The regions where CEN works offer tremendous natural beauty. The communities are rich with local knowledge and a strong appreciation of natural and cultural heritage. Tourism offers economic opportunity, generating a continuous flow of investment and visitors and contributing to overall regional development. Practiced carefully, tourism can also help the communities preserve their culture and environment.
Small scale, slow growth, and local management are key to creating sustainable economic opportunities through community-based tourism. Programs founded on these principles provide environmental benefits and reduce poverty and unemployment. Local management tends to be more positive because residents have a vested interest in the well-being of their community, and they are therefore more accountable to environmental protection than multinational corporations. Smaller-scale ecotourism operations can also be marketed to a different kind of tourist than large-scale packages. Hence, the development of facilities and infrastructure does not need to conform to corporate Western tourism standards and can be much simpler and less expensive to produce.
Our primary objectives for supporting communities’ tourism initiatives are to help them become more self-reliant and to build sustainable livelihoods while maintaining their unique culture and preserving the environment. We are also working hard to ensure that the tourist activities the communities decide to pursue are financially, socially and environmentally sustainable.
Establish Community Goals — We encourage each community to reflect upon their goals, explore whether and how tourism can help them meet these objectives, and to develop a plan for achieving these goals.
For example, the community of Xixuaú already has a well-developed ecotourism business and largely supports itself on visits by international film crews and tourists who use the community as a base camp to explore the pristine surroundings. Another community, Suruacá, on the other hand, is more cautious toward promoting open tourism but is interested in using tourism as a way to facilitate stronger relationships with visitors.
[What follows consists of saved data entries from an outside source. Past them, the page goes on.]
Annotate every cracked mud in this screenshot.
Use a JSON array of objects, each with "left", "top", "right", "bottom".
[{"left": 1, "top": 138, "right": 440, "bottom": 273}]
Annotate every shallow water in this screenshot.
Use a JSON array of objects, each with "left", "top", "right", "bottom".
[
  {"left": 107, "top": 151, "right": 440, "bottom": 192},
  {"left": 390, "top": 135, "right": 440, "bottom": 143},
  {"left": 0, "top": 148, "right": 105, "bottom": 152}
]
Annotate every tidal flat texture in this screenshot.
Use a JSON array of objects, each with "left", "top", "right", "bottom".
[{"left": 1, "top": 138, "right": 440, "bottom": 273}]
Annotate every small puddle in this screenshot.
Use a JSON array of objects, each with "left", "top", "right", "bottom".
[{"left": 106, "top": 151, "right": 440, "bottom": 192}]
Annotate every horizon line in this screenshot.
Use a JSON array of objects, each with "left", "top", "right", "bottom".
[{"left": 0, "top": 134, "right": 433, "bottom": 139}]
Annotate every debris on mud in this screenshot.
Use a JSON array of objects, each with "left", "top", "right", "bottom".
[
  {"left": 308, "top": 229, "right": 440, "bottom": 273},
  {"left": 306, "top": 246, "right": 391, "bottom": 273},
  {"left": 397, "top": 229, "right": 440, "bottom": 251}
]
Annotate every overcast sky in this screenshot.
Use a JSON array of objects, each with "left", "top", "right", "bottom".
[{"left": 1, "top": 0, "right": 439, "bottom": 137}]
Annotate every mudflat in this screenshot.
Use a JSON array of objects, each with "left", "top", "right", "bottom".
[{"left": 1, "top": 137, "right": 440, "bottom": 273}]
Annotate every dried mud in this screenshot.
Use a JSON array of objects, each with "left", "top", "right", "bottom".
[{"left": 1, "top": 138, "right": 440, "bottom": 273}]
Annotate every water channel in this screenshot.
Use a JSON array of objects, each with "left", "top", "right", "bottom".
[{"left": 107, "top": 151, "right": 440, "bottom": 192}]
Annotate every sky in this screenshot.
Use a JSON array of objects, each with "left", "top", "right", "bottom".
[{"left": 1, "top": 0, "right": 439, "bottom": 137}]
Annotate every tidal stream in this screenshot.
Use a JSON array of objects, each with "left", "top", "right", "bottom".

We encourage this community-wide dialog by helping residents hold meetings and workshops on the subject, as well as by helping communities with tourism experience, like Xixuaú, share their learning with those considering tourism, like Suruacá. We supported just this kind of cross-community dialog by sponsoring a visit by a Xixuaú resident to Suruacá.
Build Community Capacity to Manage — We build community skills to manage the development of tourism in the communities by strengthening the basic skills of a cross section of the community’s society, and helping to develop existing community institutions.
Build Livelihoods — We mentor residents to establish locally based, family-run tourism-related businesses. CEN’s efforts aim to involve communities in all aspects of the development of tourism programs with the goal of building self-reliant tourism ventures. We help the communities and residents develop economic activities such as handicraft production and guided tours, which complement community goals and build sustainable livelihoods.
Train Entrepreneurs — We facilitate training to help community entrepreneurs improve the quality of their products, manage their businesses better and market their products effectively.
Attract Tourists — We organize visits of a manageable number of visitors so residents can learn from the experience and increase their income without overwhelming their way of life. These visitors will also become partners in the process and have the opportunity to participate in real experiences in the special communities they visit. CEN also works closely with the communities to market their tourism product with local and national tourism agencies, government agencies and others to increase the number of visitors to their communities.
Our Eixo Forte / Juá Community Tourism Project is a broad initiative to bring community-based tourism to 16 impoverished communities in the Brazilian Amazon, offering many opportunities to improve their livelihoods, without abandoning their culture and traditional way of life. Although each community’s needs and aspirations are unique, we believe many of the lessons we learn from this project will be applicable in other parts of the world, and we plan to replicate this work in other communities.